NBA heads to offseason of uncertainty
Associated Press
MIAMI
As Dirk Nowitzki and Dwyane Wade traded big shots in a thrilling NBA finals, with fans tuning in at levels the league hadn’t seen since the days of the Kobe-Shaq Lakers, the questions came more frequently.
The answers grow harder to understand.
How can Commissioner David Stern tell all those viewers to go watch something else?
Why are owners and players willing to throw away all the momentum the league has built since last summer?
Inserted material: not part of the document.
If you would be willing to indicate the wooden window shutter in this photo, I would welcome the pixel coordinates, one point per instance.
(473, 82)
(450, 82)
How can they shut it down now?
“It’s an odd position, when the game is the best it’s ever been, when the ratings are the highest they’ve ever been, when the excitement is the greatest it’s ever [been],” Players Association attorney Jeffrey Kessler said last week. “It’s sort of odd to see the owners say we’re going to destroy this game unless you change this whole system. Players just want to play.”
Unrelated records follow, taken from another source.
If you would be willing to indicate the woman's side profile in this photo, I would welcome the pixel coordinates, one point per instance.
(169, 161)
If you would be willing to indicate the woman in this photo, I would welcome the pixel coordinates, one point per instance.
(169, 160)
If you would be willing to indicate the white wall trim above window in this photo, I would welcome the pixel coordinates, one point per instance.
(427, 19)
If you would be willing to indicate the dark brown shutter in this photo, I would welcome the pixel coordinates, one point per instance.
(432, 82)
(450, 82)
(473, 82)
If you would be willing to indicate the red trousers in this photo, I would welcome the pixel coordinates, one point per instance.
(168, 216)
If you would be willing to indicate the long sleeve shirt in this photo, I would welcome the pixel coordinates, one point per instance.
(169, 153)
Nobody can predict when they’ll get that chance again. When the Dallas Mavericks finished off the Miami Heat on Sunday night in Game 6, it sent the NBA into a most uncertain offseason.
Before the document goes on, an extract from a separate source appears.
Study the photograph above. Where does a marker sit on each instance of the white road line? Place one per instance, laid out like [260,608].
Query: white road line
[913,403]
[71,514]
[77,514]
Owners and players are nowhere close on a new collective bargaining agreement to replace the one that expires June 30. Without a new deal, players say they have been told by the owners they will be locked out.
The NBA was reduced to a 50-game season by a work stoppage in 1998-99, and the loss of games is a threat now. Citing leaguewide losses of about $300 million this season, the league hasn’t budged on its desire for significant changes to the financial structure, ranging from reductions in the length of contracts and the amount of guarantees, to an overhaul of the salary cap system that would prevent teams from being able to exceed it, as they can now under certain exceptions.
And Stern said the record TV ratings and all the other positive attention the league has received doesn’t make him any more motivated to get this settled, since he’d want to do it anyway.
“I don’t need any external prod to want to be able to make a deal,” he said.
The clincher was the highest-rated Game 6 ever on ABC, and fans have pointed to the ratings for that network, along with ESPN and TNT, as reasons why things can’t be as bad as the league claims.